The New York Times got into hot water recently when its editors significantly changed the tone and theme of a piece published by one of its writers. The online article by Jennifer Steinhauer reported that Bernie Sanders has been an effective legislator by winning bipartisan support for amendments to major bills. In subsequent edits, the changed article suggested that Sanders’s accomplishments were few and far between, hinting that he was not very effective at all.
Sanders’s supporters, of course, expressed outrage, accusing the paper of doing the bidding of Hillary Clinton. The paper’s public editor also took note, essentially siding with the objectors.
My take: The changes to this story were so substantive that a reader who saw the piece when it first went up might come away with a very different sense of Mr. Sanders’s legislative accomplishments than one who saw it hours later. (The Sanders campaign shared the initial story on social media; it’s hard to imagine it would have done that if the edited version had appeared first.)
Matt Taibbi, who writes for Rolling Stone, weighed in. He had previously tagged along with Sanders in Congress to observe how Sanders and others maneuver the congressional labyrinth. He says that Steinhauer’s story reflected his take on Sanders’s work in the Senate. Taibbi:
This stuff [the Times‘ editors changes] could have been written by the Clinton campaign. It’s stridently derisive, essentially saying there’s no evidence Bernie’s “small-ball” approach (I guess Republicans aren’t the only ones not above testicular innuendo) could ever succeed on the big stage.
The second paragraph just reeks of a passage written by an editor.

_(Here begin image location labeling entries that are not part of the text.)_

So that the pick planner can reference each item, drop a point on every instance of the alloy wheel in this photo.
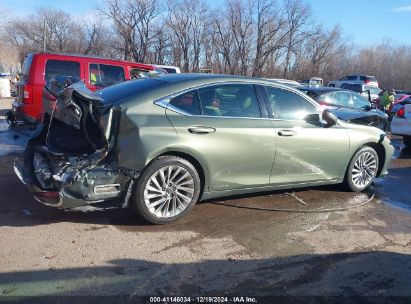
(169, 191)
(364, 169)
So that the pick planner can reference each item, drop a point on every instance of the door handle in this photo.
(201, 130)
(287, 133)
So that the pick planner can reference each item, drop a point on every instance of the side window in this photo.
(104, 75)
(55, 68)
(288, 105)
(328, 98)
(187, 102)
(139, 73)
(359, 101)
(235, 100)
(342, 99)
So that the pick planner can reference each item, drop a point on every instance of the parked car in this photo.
(355, 79)
(287, 82)
(370, 92)
(405, 92)
(349, 106)
(97, 73)
(399, 99)
(169, 68)
(161, 145)
(401, 122)
(312, 82)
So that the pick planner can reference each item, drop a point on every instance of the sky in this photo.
(364, 22)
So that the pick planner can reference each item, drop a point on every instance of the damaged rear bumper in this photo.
(72, 162)
(98, 189)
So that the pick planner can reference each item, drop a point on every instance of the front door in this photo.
(224, 124)
(306, 151)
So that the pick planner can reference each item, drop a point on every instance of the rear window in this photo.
(56, 68)
(128, 89)
(373, 90)
(349, 78)
(352, 87)
(104, 75)
(368, 78)
(170, 70)
(25, 70)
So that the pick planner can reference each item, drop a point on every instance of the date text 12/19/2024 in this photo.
(203, 300)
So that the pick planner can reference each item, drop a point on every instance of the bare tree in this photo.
(137, 22)
(270, 34)
(298, 15)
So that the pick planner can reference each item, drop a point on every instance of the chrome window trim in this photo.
(304, 96)
(164, 101)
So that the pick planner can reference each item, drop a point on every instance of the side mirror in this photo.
(312, 118)
(368, 92)
(329, 118)
(57, 85)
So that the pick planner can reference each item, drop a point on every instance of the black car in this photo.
(349, 106)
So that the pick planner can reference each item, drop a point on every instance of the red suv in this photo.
(41, 67)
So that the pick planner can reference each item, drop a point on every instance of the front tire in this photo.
(362, 169)
(167, 190)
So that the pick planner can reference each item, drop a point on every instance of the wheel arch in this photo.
(379, 148)
(195, 161)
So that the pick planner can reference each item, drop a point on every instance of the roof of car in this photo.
(321, 90)
(204, 77)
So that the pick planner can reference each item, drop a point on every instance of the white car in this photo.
(356, 79)
(401, 124)
(288, 82)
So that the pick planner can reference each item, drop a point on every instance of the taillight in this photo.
(400, 113)
(27, 94)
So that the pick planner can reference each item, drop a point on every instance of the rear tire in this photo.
(167, 190)
(407, 141)
(362, 169)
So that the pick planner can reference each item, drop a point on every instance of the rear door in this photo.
(225, 126)
(306, 151)
(104, 75)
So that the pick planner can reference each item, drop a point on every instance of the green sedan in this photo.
(160, 145)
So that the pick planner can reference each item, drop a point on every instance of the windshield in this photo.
(360, 102)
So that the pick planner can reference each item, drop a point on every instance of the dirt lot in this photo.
(216, 249)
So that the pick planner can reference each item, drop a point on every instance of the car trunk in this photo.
(78, 133)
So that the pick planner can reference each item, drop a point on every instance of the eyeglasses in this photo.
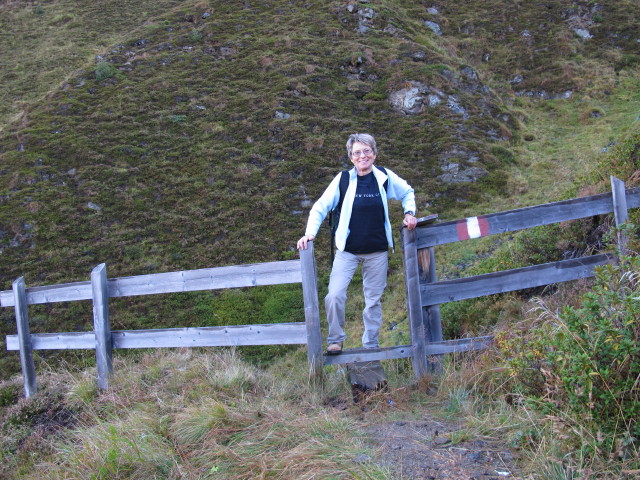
(366, 152)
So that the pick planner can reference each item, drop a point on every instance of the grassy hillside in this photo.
(157, 136)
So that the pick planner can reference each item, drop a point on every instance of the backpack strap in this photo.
(334, 215)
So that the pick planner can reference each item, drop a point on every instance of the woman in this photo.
(363, 236)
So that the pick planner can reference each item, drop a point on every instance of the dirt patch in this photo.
(431, 449)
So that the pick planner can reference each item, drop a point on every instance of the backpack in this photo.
(334, 215)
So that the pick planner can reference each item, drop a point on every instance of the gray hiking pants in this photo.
(374, 281)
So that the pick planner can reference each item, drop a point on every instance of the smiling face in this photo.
(362, 156)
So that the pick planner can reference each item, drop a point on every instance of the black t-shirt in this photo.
(366, 227)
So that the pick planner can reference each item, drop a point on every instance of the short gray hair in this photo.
(362, 138)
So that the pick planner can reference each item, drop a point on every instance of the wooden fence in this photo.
(424, 293)
(103, 340)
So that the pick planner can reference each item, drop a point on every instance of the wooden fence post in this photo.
(414, 302)
(430, 313)
(620, 212)
(102, 329)
(24, 338)
(311, 309)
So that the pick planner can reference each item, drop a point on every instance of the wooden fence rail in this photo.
(424, 293)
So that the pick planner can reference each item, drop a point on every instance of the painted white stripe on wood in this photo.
(473, 227)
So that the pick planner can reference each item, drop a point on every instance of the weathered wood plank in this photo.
(620, 212)
(311, 309)
(519, 219)
(63, 292)
(414, 307)
(230, 336)
(510, 280)
(236, 335)
(25, 344)
(56, 341)
(251, 275)
(459, 345)
(370, 354)
(270, 273)
(101, 325)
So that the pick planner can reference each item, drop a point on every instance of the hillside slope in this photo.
(203, 130)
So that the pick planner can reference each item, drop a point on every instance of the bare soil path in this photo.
(431, 449)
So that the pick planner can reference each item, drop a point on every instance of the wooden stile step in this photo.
(366, 378)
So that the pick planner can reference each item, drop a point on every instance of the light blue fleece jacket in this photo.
(398, 189)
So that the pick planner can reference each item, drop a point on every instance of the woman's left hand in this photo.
(410, 221)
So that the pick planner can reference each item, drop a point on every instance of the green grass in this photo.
(173, 157)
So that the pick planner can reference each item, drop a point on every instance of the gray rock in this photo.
(433, 26)
(583, 33)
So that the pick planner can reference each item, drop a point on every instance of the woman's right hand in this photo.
(302, 243)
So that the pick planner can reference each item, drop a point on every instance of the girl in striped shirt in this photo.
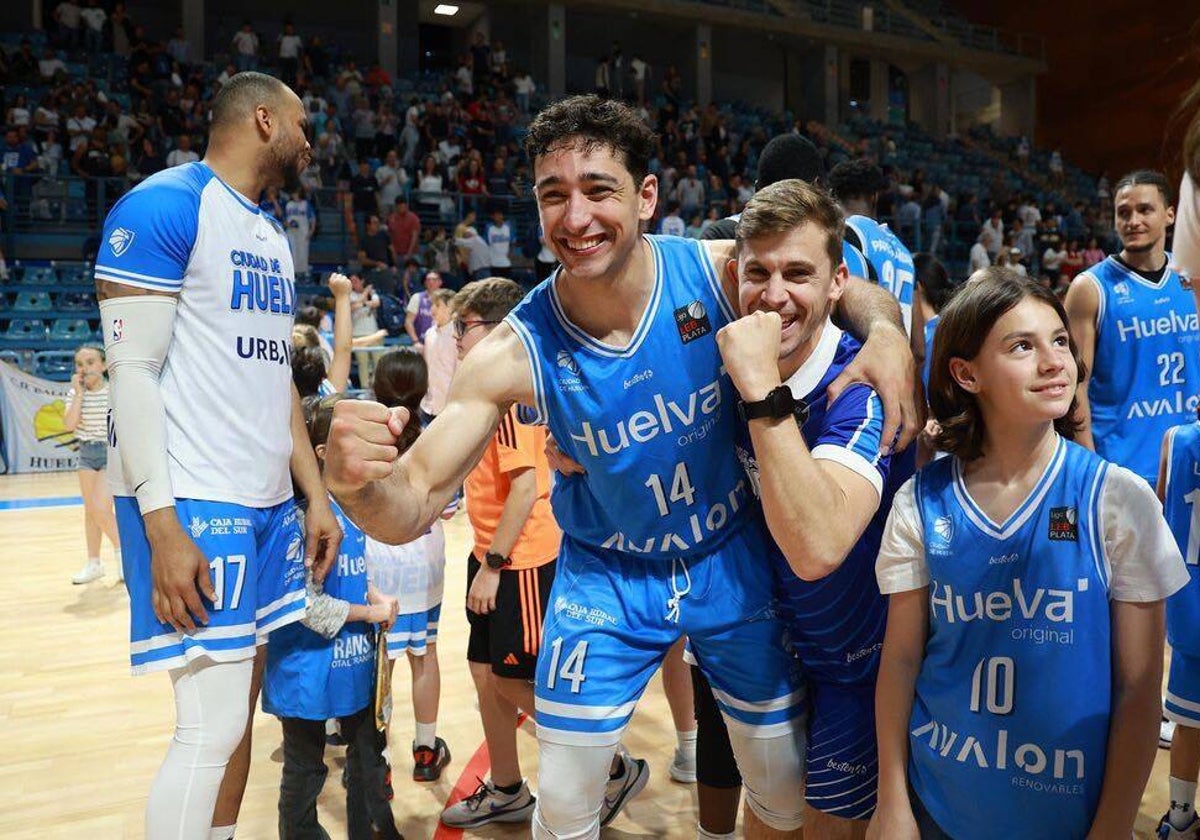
(87, 415)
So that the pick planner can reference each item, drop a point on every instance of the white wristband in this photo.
(137, 334)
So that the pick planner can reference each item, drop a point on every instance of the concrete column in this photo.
(880, 90)
(703, 64)
(192, 18)
(389, 46)
(556, 73)
(1018, 107)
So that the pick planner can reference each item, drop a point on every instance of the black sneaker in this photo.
(427, 762)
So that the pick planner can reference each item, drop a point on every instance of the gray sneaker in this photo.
(634, 775)
(487, 804)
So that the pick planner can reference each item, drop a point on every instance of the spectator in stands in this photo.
(364, 198)
(94, 17)
(994, 234)
(391, 178)
(979, 257)
(672, 225)
(119, 31)
(375, 251)
(19, 113)
(291, 46)
(300, 225)
(51, 67)
(245, 46)
(183, 153)
(473, 249)
(69, 18)
(403, 229)
(499, 240)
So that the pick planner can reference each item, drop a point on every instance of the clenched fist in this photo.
(361, 445)
(750, 351)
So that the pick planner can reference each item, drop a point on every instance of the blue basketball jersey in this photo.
(1182, 515)
(1144, 375)
(881, 257)
(653, 423)
(930, 330)
(316, 678)
(1011, 717)
(837, 623)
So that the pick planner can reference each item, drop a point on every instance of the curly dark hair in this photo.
(401, 379)
(859, 178)
(964, 327)
(593, 121)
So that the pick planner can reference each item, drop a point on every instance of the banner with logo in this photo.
(35, 436)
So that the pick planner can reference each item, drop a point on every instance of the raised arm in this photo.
(1083, 305)
(396, 501)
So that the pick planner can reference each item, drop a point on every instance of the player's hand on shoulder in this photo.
(339, 285)
(749, 347)
(361, 445)
(179, 574)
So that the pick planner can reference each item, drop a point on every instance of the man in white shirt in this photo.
(499, 240)
(183, 154)
(245, 45)
(672, 225)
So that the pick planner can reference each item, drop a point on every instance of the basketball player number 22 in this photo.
(220, 565)
(681, 489)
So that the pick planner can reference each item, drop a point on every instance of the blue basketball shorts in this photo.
(256, 564)
(1183, 690)
(613, 617)
(413, 633)
(843, 761)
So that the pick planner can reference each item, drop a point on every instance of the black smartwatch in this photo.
(496, 562)
(779, 403)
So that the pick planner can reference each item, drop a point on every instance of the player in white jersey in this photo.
(197, 300)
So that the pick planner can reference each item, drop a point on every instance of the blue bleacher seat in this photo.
(57, 365)
(71, 329)
(33, 301)
(27, 329)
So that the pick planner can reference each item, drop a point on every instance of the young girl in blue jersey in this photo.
(414, 575)
(87, 415)
(323, 669)
(1018, 694)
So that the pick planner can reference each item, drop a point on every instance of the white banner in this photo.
(35, 438)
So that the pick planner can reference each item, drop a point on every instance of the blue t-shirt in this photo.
(652, 423)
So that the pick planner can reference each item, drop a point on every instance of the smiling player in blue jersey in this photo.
(617, 354)
(1135, 323)
(1026, 576)
(790, 270)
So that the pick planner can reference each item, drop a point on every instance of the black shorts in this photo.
(509, 637)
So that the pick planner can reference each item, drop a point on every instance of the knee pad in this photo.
(773, 773)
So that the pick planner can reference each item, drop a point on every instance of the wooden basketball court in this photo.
(82, 738)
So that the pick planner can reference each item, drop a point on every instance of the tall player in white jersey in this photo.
(593, 193)
(1135, 322)
(197, 301)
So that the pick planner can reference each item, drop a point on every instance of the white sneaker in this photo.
(1165, 732)
(683, 768)
(91, 570)
(634, 775)
(487, 804)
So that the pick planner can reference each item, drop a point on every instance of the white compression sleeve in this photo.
(137, 333)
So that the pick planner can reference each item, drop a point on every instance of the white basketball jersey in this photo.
(227, 379)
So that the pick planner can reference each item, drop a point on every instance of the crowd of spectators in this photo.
(436, 179)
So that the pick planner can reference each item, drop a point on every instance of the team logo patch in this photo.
(567, 361)
(693, 322)
(1063, 525)
(120, 240)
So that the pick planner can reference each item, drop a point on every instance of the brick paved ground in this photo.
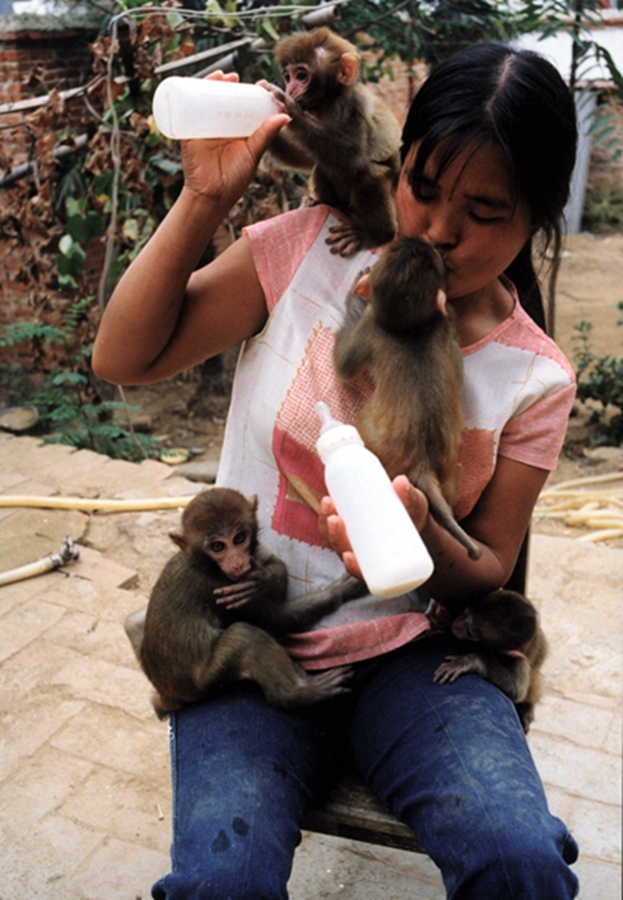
(84, 781)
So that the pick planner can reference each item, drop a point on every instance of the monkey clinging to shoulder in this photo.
(510, 648)
(407, 336)
(347, 137)
(193, 637)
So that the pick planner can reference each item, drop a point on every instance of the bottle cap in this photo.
(333, 432)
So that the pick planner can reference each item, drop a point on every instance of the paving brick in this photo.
(119, 871)
(581, 723)
(25, 623)
(28, 674)
(21, 591)
(598, 880)
(102, 682)
(132, 809)
(92, 636)
(93, 566)
(56, 847)
(41, 785)
(113, 738)
(597, 828)
(587, 773)
(22, 734)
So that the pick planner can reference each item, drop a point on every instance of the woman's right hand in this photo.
(220, 170)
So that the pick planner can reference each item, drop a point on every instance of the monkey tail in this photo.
(441, 512)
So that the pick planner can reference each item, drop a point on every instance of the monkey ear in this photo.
(349, 68)
(180, 539)
(440, 302)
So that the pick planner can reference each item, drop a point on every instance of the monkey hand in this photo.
(280, 96)
(454, 667)
(439, 616)
(240, 592)
(344, 239)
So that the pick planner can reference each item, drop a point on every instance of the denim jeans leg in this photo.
(243, 775)
(453, 762)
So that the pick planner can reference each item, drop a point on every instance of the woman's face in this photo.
(471, 215)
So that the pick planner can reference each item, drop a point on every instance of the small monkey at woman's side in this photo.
(513, 648)
(346, 136)
(407, 335)
(204, 624)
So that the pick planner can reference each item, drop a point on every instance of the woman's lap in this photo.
(451, 760)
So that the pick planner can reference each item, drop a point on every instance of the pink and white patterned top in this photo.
(517, 396)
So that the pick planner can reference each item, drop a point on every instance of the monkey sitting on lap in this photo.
(513, 648)
(407, 335)
(204, 624)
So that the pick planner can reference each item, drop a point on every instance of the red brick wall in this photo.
(64, 59)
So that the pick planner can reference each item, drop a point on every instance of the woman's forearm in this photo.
(164, 316)
(145, 308)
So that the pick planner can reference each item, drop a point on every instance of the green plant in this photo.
(71, 409)
(600, 378)
(603, 209)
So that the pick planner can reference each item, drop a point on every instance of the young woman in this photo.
(488, 151)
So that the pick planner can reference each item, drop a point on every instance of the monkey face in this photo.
(231, 551)
(297, 78)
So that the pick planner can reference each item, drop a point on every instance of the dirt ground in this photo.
(590, 285)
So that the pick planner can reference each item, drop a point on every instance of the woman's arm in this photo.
(163, 316)
(498, 523)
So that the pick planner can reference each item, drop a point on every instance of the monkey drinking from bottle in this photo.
(407, 335)
(339, 130)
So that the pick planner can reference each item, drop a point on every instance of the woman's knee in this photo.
(521, 861)
(228, 871)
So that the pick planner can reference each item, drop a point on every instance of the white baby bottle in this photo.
(388, 547)
(204, 108)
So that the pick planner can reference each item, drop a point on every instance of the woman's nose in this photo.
(442, 228)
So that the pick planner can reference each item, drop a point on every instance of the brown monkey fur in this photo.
(208, 611)
(347, 137)
(512, 648)
(407, 336)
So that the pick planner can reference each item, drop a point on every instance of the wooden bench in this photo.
(353, 810)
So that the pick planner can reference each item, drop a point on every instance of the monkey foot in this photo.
(329, 683)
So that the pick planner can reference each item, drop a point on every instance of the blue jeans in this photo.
(451, 761)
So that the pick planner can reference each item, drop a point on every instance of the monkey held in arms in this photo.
(212, 607)
(407, 336)
(346, 136)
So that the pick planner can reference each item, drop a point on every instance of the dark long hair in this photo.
(515, 99)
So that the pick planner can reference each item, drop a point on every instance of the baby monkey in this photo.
(512, 648)
(407, 335)
(212, 607)
(342, 133)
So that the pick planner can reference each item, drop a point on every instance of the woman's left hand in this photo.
(333, 530)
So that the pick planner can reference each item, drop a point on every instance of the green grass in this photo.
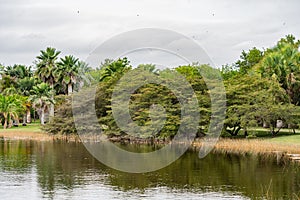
(290, 139)
(285, 136)
(33, 127)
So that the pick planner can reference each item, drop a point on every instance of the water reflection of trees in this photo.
(68, 166)
(16, 155)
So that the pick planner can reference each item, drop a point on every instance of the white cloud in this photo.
(223, 28)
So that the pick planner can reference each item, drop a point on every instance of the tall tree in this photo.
(283, 62)
(41, 99)
(46, 68)
(10, 106)
(67, 72)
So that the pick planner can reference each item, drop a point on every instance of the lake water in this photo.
(59, 170)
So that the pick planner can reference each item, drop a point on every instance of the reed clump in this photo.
(252, 146)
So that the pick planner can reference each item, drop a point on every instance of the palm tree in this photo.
(10, 106)
(41, 99)
(68, 71)
(46, 67)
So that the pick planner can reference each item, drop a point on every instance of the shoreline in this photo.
(224, 145)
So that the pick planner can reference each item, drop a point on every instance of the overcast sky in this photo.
(222, 28)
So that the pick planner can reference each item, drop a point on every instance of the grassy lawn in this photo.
(285, 136)
(292, 139)
(33, 127)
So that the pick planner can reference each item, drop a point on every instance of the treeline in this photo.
(262, 90)
(27, 90)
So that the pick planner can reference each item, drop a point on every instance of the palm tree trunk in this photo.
(5, 121)
(70, 89)
(52, 105)
(42, 116)
(28, 116)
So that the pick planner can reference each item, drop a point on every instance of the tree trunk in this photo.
(51, 113)
(70, 89)
(5, 122)
(28, 116)
(42, 116)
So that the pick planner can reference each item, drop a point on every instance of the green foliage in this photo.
(248, 60)
(10, 107)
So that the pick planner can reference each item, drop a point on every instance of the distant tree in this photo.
(10, 107)
(248, 60)
(41, 99)
(46, 68)
(283, 63)
(67, 72)
(114, 69)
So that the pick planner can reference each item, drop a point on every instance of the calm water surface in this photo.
(59, 170)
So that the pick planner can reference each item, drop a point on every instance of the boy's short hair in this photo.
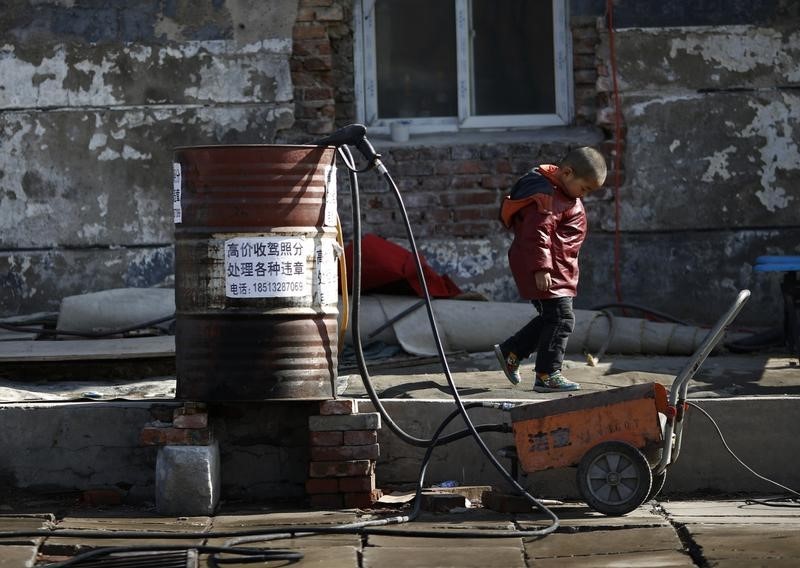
(586, 163)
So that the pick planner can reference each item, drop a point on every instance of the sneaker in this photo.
(510, 365)
(554, 382)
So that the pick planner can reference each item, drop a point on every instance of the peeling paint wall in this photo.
(93, 99)
(712, 164)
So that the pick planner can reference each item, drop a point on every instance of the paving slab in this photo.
(595, 542)
(111, 525)
(582, 516)
(448, 555)
(23, 524)
(747, 544)
(469, 519)
(14, 556)
(730, 512)
(657, 559)
(388, 541)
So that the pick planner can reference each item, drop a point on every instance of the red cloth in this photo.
(387, 267)
(548, 241)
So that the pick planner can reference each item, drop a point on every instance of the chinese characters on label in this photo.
(176, 192)
(266, 267)
(543, 441)
(330, 196)
(327, 281)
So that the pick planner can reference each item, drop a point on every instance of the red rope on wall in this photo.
(617, 148)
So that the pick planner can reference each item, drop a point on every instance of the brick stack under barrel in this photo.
(344, 449)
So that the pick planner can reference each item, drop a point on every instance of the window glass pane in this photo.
(513, 59)
(416, 58)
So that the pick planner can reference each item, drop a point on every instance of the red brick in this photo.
(350, 468)
(160, 436)
(343, 453)
(152, 436)
(322, 485)
(362, 500)
(327, 500)
(360, 484)
(191, 421)
(309, 32)
(360, 438)
(341, 406)
(326, 438)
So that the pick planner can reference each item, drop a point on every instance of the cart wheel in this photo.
(614, 478)
(658, 484)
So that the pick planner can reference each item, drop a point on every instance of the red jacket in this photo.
(549, 228)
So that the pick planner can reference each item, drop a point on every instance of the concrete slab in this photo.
(448, 555)
(386, 541)
(333, 557)
(730, 512)
(592, 542)
(660, 559)
(116, 524)
(19, 523)
(581, 516)
(747, 544)
(12, 556)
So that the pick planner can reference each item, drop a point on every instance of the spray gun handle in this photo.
(353, 135)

It’s horrible English. Attention, New York Times: “A few stars here and there” is actually more than “the moon and a good part of the sun.”
There were other changes, as noted in the Medium piece. The salutary line about Sanders being an “effective, albeit modest legislator” – a key passage that in the original article directly contradicted the Clinton-camp contention that Sanders can’t “get things done” – is now followed by a sort of disclaimer:
“He has enacted his agenda piece by piece, in politically digestible chunks with few sweeping legislative achievements in a quarter-century in Congress.”
Right. He’s effective, except for the part where he hasn’t had any significant achievements in 25 years.